The dumb masses always eventually follow the smart people. Reddit was full of mostly smart people in the beginning, if you can believe that.

And this is why I'm perfectly happy with Lemmy being the size that it is. There certainly are trade-offs - I wish niche communities were bigger - but is it worth bringing in all the other crap that comes in, like all the shit you see on Twitter? No, in my opinion.

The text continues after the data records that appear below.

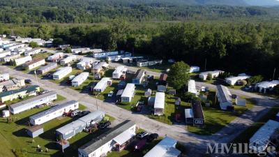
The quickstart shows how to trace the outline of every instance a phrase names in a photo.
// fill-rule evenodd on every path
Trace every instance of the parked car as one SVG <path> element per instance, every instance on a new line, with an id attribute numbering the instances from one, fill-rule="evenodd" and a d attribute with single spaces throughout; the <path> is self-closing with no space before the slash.
<path id="1" fill-rule="evenodd" d="M 24 80 L 24 82 L 27 84 L 31 84 L 31 83 L 32 83 L 32 80 L 27 79 L 27 80 Z"/>
<path id="2" fill-rule="evenodd" d="M 70 113 L 70 117 L 73 118 L 73 117 L 77 116 L 80 112 L 80 110 L 75 110 L 75 111 L 72 112 L 72 113 Z"/>
<path id="3" fill-rule="evenodd" d="M 114 92 L 113 92 L 112 91 L 110 91 L 109 94 L 107 94 L 107 96 L 108 96 L 109 98 L 112 98 L 112 96 L 113 96 L 113 94 L 114 94 Z"/>
<path id="4" fill-rule="evenodd" d="M 143 131 L 143 132 L 141 132 L 141 133 L 137 134 L 137 137 L 138 138 L 143 139 L 144 137 L 146 137 L 148 135 L 149 135 L 149 133 Z"/>
<path id="5" fill-rule="evenodd" d="M 78 117 L 82 117 L 91 113 L 90 111 L 82 111 L 78 113 Z"/>
<path id="6" fill-rule="evenodd" d="M 157 133 L 151 133 L 147 137 L 147 142 L 151 142 L 155 139 L 157 139 L 159 137 L 159 135 Z"/>
<path id="7" fill-rule="evenodd" d="M 111 124 L 112 124 L 110 123 L 110 121 L 107 121 L 105 122 L 100 124 L 99 128 L 100 128 L 100 129 L 106 128 L 109 127 Z"/>

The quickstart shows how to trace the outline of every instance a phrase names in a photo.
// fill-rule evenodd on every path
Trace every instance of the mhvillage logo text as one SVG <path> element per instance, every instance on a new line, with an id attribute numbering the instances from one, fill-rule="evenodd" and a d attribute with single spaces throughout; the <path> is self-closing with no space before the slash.
<path id="1" fill-rule="evenodd" d="M 206 154 L 257 154 L 266 156 L 276 154 L 276 147 L 271 142 L 263 149 L 249 146 L 248 143 L 207 143 Z"/>

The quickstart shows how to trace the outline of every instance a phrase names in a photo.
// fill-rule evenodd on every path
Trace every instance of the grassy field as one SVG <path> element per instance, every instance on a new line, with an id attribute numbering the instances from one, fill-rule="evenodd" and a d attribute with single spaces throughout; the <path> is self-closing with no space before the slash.
<path id="1" fill-rule="evenodd" d="M 214 95 L 215 94 L 212 94 Z M 214 102 L 213 100 L 213 102 Z M 213 107 L 203 107 L 205 119 L 204 127 L 186 126 L 187 130 L 198 135 L 211 135 L 229 124 L 237 117 L 241 116 L 248 109 L 251 109 L 255 102 L 251 99 L 246 99 L 246 107 L 234 105 L 234 112 L 223 111 Z"/>

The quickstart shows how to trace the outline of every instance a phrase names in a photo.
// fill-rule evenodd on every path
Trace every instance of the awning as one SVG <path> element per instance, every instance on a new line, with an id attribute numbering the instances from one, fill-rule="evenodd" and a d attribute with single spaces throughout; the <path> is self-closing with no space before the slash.
<path id="1" fill-rule="evenodd" d="M 135 133 L 131 133 L 130 130 L 126 130 L 119 135 L 116 136 L 114 140 L 119 145 L 122 145 L 135 135 Z"/>

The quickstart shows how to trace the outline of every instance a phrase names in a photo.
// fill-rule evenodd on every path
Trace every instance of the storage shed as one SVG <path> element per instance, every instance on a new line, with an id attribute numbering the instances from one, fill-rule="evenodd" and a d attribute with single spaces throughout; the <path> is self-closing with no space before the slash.
<path id="1" fill-rule="evenodd" d="M 73 87 L 79 87 L 82 84 L 89 76 L 89 73 L 88 72 L 83 72 L 81 73 L 77 76 L 75 77 L 74 79 L 72 80 L 72 86 Z"/>
<path id="2" fill-rule="evenodd" d="M 157 92 L 154 102 L 154 115 L 164 114 L 165 111 L 165 93 Z"/>
<path id="3" fill-rule="evenodd" d="M 105 112 L 95 111 L 79 119 L 56 130 L 56 135 L 64 140 L 68 140 L 82 132 L 86 127 L 100 122 L 105 117 Z"/>
<path id="4" fill-rule="evenodd" d="M 54 69 L 57 67 L 56 63 L 50 63 L 45 66 L 40 67 L 39 69 L 36 70 L 38 74 L 45 74 L 52 69 Z"/>
<path id="5" fill-rule="evenodd" d="M 102 93 L 107 86 L 112 85 L 112 80 L 109 77 L 103 77 L 93 88 L 93 92 Z"/>
<path id="6" fill-rule="evenodd" d="M 130 103 L 135 95 L 135 84 L 128 83 L 121 95 L 121 102 Z"/>
<path id="7" fill-rule="evenodd" d="M 20 101 L 19 103 L 9 105 L 10 111 L 12 114 L 18 114 L 22 112 L 32 109 L 36 106 L 43 104 L 48 104 L 57 98 L 55 91 L 50 91 L 36 97 Z"/>
<path id="8" fill-rule="evenodd" d="M 61 80 L 72 72 L 72 67 L 67 66 L 59 68 L 53 75 L 53 80 Z"/>
<path id="9" fill-rule="evenodd" d="M 27 133 L 31 137 L 34 138 L 43 133 L 43 128 L 40 125 L 30 126 L 27 128 Z"/>
<path id="10" fill-rule="evenodd" d="M 63 114 L 78 109 L 79 103 L 76 100 L 70 100 L 65 103 L 57 105 L 47 110 L 29 117 L 31 125 L 40 125 L 47 121 L 62 116 Z"/>

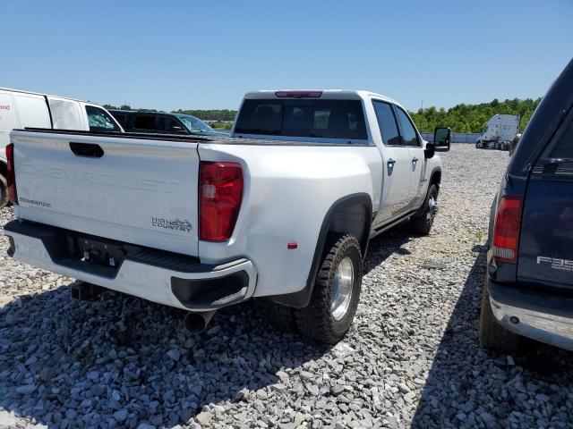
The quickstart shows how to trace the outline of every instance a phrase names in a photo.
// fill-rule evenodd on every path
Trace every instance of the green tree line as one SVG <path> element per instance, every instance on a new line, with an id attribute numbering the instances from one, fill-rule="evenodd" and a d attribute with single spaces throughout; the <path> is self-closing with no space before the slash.
<path id="1" fill-rule="evenodd" d="M 432 131 L 435 127 L 449 127 L 454 132 L 482 132 L 488 120 L 496 114 L 518 114 L 521 116 L 521 132 L 540 101 L 541 97 L 535 100 L 514 98 L 505 101 L 495 98 L 490 103 L 456 105 L 448 110 L 432 106 L 409 114 L 420 130 Z"/>
<path id="2" fill-rule="evenodd" d="M 423 131 L 432 131 L 435 127 L 449 127 L 454 132 L 482 132 L 488 120 L 496 114 L 518 114 L 521 116 L 519 131 L 523 131 L 531 118 L 535 107 L 541 101 L 537 99 L 526 98 L 520 100 L 499 101 L 497 98 L 490 103 L 481 103 L 479 105 L 456 105 L 449 109 L 427 107 L 419 109 L 417 112 L 409 112 L 410 116 L 415 122 L 418 130 Z M 115 107 L 111 105 L 104 105 L 107 109 L 135 110 L 138 112 L 156 112 L 154 109 L 133 109 L 128 105 Z M 235 121 L 235 110 L 218 109 L 218 110 L 184 110 L 172 111 L 174 114 L 191 114 L 203 121 Z"/>

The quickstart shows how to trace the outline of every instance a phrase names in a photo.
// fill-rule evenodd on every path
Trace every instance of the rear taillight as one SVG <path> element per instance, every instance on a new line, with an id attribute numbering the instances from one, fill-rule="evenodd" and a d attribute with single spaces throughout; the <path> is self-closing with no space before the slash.
<path id="1" fill-rule="evenodd" d="M 243 169 L 236 163 L 201 162 L 199 172 L 199 238 L 227 241 L 239 215 Z"/>
<path id="2" fill-rule="evenodd" d="M 493 259 L 516 264 L 521 226 L 521 197 L 502 197 L 493 223 Z"/>
<path id="3" fill-rule="evenodd" d="M 8 183 L 8 200 L 12 204 L 18 204 L 18 192 L 16 191 L 16 173 L 14 172 L 14 145 L 6 146 L 6 182 Z"/>

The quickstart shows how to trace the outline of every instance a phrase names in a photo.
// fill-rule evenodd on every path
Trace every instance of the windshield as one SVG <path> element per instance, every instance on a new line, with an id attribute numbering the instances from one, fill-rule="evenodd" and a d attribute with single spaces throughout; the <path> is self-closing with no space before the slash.
<path id="1" fill-rule="evenodd" d="M 178 114 L 177 117 L 187 127 L 190 132 L 196 134 L 212 134 L 215 130 L 201 119 L 189 114 Z"/>
<path id="2" fill-rule="evenodd" d="M 366 139 L 360 100 L 247 99 L 235 132 Z"/>

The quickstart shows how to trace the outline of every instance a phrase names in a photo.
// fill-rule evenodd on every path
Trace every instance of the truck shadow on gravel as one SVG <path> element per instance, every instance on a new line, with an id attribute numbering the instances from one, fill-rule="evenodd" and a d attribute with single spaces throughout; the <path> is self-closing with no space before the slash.
<path id="1" fill-rule="evenodd" d="M 569 425 L 573 353 L 533 341 L 524 341 L 511 357 L 480 348 L 486 249 L 474 251 L 478 256 L 433 358 L 412 427 L 547 427 L 552 418 Z"/>
<path id="2" fill-rule="evenodd" d="M 65 286 L 21 296 L 0 308 L 0 409 L 48 427 L 172 426 L 242 400 L 262 413 L 286 390 L 280 368 L 298 380 L 329 350 L 269 329 L 255 302 L 219 311 L 200 336 L 184 315 L 115 292 L 76 302 Z"/>

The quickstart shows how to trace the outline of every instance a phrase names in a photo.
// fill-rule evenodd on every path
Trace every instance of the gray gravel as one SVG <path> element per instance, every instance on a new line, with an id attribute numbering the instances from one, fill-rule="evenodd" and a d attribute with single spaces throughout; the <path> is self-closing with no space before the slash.
<path id="1" fill-rule="evenodd" d="M 333 348 L 273 331 L 256 301 L 201 336 L 175 309 L 5 257 L 0 237 L 0 428 L 566 427 L 573 355 L 479 349 L 489 209 L 505 152 L 453 145 L 429 237 L 373 240 L 354 327 Z M 0 224 L 13 217 L 0 212 Z"/>

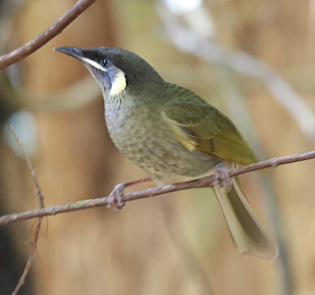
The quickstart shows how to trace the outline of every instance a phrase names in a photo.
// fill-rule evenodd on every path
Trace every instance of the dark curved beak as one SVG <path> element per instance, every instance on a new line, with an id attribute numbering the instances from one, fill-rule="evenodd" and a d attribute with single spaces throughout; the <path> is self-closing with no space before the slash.
<path id="1" fill-rule="evenodd" d="M 83 54 L 83 51 L 84 49 L 81 48 L 66 46 L 53 48 L 53 50 L 57 50 L 57 51 L 73 56 L 73 57 L 82 61 L 88 67 L 90 67 L 91 66 L 92 66 L 98 70 L 100 70 L 103 71 L 107 71 L 107 70 L 104 69 L 99 64 L 90 59 L 86 57 Z"/>
<path id="2" fill-rule="evenodd" d="M 73 57 L 82 61 L 82 58 L 84 56 L 82 54 L 82 49 L 77 47 L 72 47 L 70 46 L 64 46 L 61 47 L 56 47 L 53 48 L 53 50 L 57 50 L 63 53 L 69 54 Z"/>

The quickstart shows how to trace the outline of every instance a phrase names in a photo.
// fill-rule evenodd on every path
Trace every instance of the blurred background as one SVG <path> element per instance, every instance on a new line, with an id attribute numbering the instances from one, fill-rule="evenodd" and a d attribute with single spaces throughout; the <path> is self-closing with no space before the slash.
<path id="1" fill-rule="evenodd" d="M 0 54 L 49 27 L 74 0 L 1 0 Z M 0 214 L 107 196 L 146 177 L 107 133 L 103 99 L 63 46 L 133 51 L 166 81 L 227 115 L 262 160 L 314 149 L 314 0 L 97 0 L 62 33 L 0 71 Z M 238 253 L 212 190 L 191 190 L 44 220 L 19 294 L 304 294 L 315 292 L 313 160 L 241 178 L 275 233 L 278 258 Z M 148 187 L 139 186 L 133 189 Z M 0 294 L 28 259 L 34 220 L 0 228 Z M 48 228 L 46 230 L 46 224 Z"/>

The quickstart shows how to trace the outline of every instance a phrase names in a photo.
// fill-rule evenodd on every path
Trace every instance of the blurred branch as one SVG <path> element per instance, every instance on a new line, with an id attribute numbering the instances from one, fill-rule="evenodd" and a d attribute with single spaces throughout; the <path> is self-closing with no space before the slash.
<path id="1" fill-rule="evenodd" d="M 266 161 L 231 169 L 228 170 L 228 173 L 231 177 L 232 177 L 252 171 L 270 167 L 275 167 L 283 164 L 303 161 L 314 158 L 315 150 L 313 150 L 280 158 L 273 158 Z M 213 182 L 213 176 L 210 175 L 192 180 L 124 194 L 122 196 L 122 200 L 123 201 L 126 202 L 163 195 L 178 190 L 211 187 Z M 59 213 L 104 206 L 107 205 L 108 199 L 107 197 L 104 197 L 85 200 L 65 205 L 51 206 L 40 209 L 5 215 L 0 217 L 0 225 L 5 225 L 36 217 L 43 217 L 44 216 L 55 215 Z"/>
<path id="2" fill-rule="evenodd" d="M 315 143 L 315 114 L 300 95 L 276 71 L 255 57 L 220 46 L 209 35 L 203 38 L 194 28 L 182 24 L 178 16 L 160 4 L 157 10 L 168 41 L 180 50 L 214 64 L 226 66 L 256 79 L 293 118 L 304 135 Z M 240 112 L 240 113 L 243 113 Z"/>
<path id="3" fill-rule="evenodd" d="M 35 173 L 35 170 L 33 168 L 32 163 L 31 163 L 31 161 L 30 161 L 29 158 L 27 156 L 27 154 L 25 152 L 25 150 L 24 150 L 23 145 L 21 142 L 20 139 L 17 136 L 16 133 L 13 129 L 13 127 L 12 127 L 12 125 L 11 124 L 10 124 L 9 127 L 10 129 L 11 129 L 11 131 L 12 131 L 12 133 L 13 133 L 13 135 L 14 135 L 15 140 L 17 142 L 20 146 L 20 148 L 21 149 L 21 150 L 24 154 L 25 160 L 27 163 L 28 167 L 30 169 L 31 174 L 33 177 L 33 179 L 34 180 L 34 182 L 35 183 L 35 185 L 36 186 L 36 188 L 37 189 L 37 197 L 38 198 L 38 201 L 39 202 L 39 209 L 43 209 L 45 207 L 44 205 L 44 194 L 42 191 L 42 190 L 40 188 L 40 187 L 39 186 L 39 184 L 38 183 L 36 173 Z M 31 253 L 28 258 L 28 260 L 27 261 L 27 262 L 25 266 L 24 271 L 23 272 L 23 273 L 19 280 L 19 282 L 18 283 L 16 286 L 15 287 L 13 292 L 12 292 L 11 295 L 16 295 L 20 290 L 20 288 L 25 282 L 25 278 L 26 277 L 26 276 L 27 275 L 28 271 L 30 270 L 30 268 L 31 267 L 31 265 L 32 263 L 32 261 L 33 260 L 33 258 L 34 257 L 34 253 L 35 253 L 35 251 L 36 250 L 36 243 L 37 242 L 37 240 L 38 239 L 38 235 L 39 234 L 39 230 L 40 230 L 41 225 L 42 225 L 42 221 L 43 217 L 39 217 L 38 219 L 38 223 L 37 224 L 37 226 L 36 226 L 35 236 L 34 237 L 33 245 L 32 246 L 32 249 L 31 251 Z"/>
<path id="4" fill-rule="evenodd" d="M 40 35 L 10 53 L 0 56 L 0 70 L 21 60 L 61 33 L 96 0 L 78 0 L 57 21 Z"/>

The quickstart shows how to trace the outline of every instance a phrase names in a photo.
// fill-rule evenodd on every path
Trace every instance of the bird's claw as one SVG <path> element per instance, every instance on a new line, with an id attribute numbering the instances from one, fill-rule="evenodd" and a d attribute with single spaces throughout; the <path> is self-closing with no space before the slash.
<path id="1" fill-rule="evenodd" d="M 227 173 L 227 169 L 224 164 L 219 163 L 215 166 L 215 170 L 213 174 L 214 185 L 220 184 L 221 187 L 231 185 L 232 178 Z"/>
<path id="2" fill-rule="evenodd" d="M 125 186 L 124 183 L 119 184 L 109 194 L 106 206 L 112 212 L 117 212 L 125 206 L 126 203 L 123 201 L 122 196 Z"/>

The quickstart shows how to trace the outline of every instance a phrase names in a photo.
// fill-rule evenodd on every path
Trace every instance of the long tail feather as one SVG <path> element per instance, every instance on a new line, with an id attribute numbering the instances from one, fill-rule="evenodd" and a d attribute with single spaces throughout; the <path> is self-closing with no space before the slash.
<path id="1" fill-rule="evenodd" d="M 223 211 L 230 233 L 239 252 L 274 259 L 279 252 L 271 233 L 264 228 L 234 177 L 232 185 L 220 184 L 214 189 Z"/>

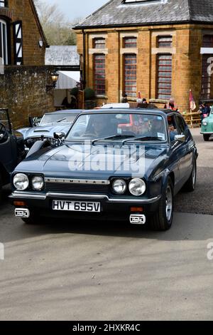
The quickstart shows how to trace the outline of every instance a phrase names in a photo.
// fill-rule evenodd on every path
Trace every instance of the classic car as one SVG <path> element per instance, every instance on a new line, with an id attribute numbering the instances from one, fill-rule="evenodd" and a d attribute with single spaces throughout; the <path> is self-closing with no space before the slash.
<path id="1" fill-rule="evenodd" d="M 213 136 L 213 106 L 211 108 L 209 116 L 204 118 L 202 121 L 201 134 L 204 141 L 208 141 Z"/>
<path id="2" fill-rule="evenodd" d="M 18 129 L 24 138 L 25 145 L 28 148 L 32 147 L 41 136 L 51 140 L 55 132 L 67 134 L 76 117 L 82 110 L 65 110 L 53 113 L 47 113 L 42 118 L 38 125 L 33 128 Z"/>
<path id="3" fill-rule="evenodd" d="M 23 136 L 13 131 L 8 110 L 0 109 L 0 203 L 3 186 L 10 182 L 10 173 L 23 158 Z"/>
<path id="4" fill-rule="evenodd" d="M 106 219 L 166 230 L 174 196 L 195 188 L 198 154 L 179 113 L 84 111 L 62 137 L 55 134 L 55 144 L 44 142 L 39 151 L 33 147 L 12 175 L 15 215 L 26 223 L 40 217 Z"/>

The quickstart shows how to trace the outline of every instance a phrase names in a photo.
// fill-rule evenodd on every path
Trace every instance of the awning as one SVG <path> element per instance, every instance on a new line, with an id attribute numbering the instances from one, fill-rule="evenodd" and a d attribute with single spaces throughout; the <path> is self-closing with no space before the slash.
<path id="1" fill-rule="evenodd" d="M 80 81 L 80 71 L 58 71 L 59 77 L 56 83 L 56 90 L 70 90 L 76 87 Z"/>

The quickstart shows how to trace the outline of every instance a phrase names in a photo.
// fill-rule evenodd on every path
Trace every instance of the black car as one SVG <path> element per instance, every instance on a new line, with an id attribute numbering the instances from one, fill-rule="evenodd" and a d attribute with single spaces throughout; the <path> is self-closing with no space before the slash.
<path id="1" fill-rule="evenodd" d="M 10 173 L 23 156 L 23 136 L 12 130 L 8 110 L 0 109 L 0 202 L 2 187 L 10 182 Z"/>
<path id="2" fill-rule="evenodd" d="M 15 214 L 27 223 L 106 219 L 166 230 L 175 195 L 195 188 L 197 148 L 178 112 L 84 112 L 65 140 L 55 137 L 54 145 L 33 147 L 12 175 Z"/>

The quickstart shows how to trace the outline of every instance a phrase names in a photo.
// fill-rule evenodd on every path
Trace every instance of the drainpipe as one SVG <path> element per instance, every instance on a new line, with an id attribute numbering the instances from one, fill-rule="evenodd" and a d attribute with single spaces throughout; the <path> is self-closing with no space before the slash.
<path id="1" fill-rule="evenodd" d="M 86 33 L 84 29 L 82 29 L 83 34 L 83 89 L 86 88 Z"/>

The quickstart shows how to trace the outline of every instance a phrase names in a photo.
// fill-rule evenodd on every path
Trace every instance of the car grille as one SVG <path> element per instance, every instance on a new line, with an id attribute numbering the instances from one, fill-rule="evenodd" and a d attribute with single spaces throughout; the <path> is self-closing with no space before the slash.
<path id="1" fill-rule="evenodd" d="M 75 185 L 63 182 L 46 182 L 45 191 L 57 193 L 88 193 L 107 195 L 109 185 Z"/>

[–] SuperSaiyanSwag@lemmy.zip 6 points 2 months ago

I remember that /r/all was actually pretty educational back in the day. There were specific users that you would know by their user names that always posted something insightful.

[–] LunchMoneyThief@links.hackliberty.org 5 points 2 months ago (3 children)

The decline started somewhere around 2011-2013.

[–] zeppo@lemmy.world 4 points 2 months ago

It got much, much worse a few years after that. I was amazed to see my first “conservative” on reddit.

[–] NostraDavid@programming.dev 3 points 2 months ago* (last edited 2 months ago) (1 children)

I blame Digg for failing. It increased Reddit's popularity too fast, which was a bad thing bringing too many people, fucking up the culture reddit had built (which wasn't much, but it was ours).

[–] todd_bonzalez@lemm.ee 4 points 2 months ago

Oh man, in 2024 I never thought I'd see some Reddit oldhead still complaining about the eternal September following Digg's fall...

[–] rottingleaf@lemmy.world 1 points 2 months ago

Oh, that's when I first saw that place. Left surprised that there are still normal forums in the interwebs.

[–] nikaaa@lemmy.world 2 points 2 months ago

isn't that why the hippie movement ended?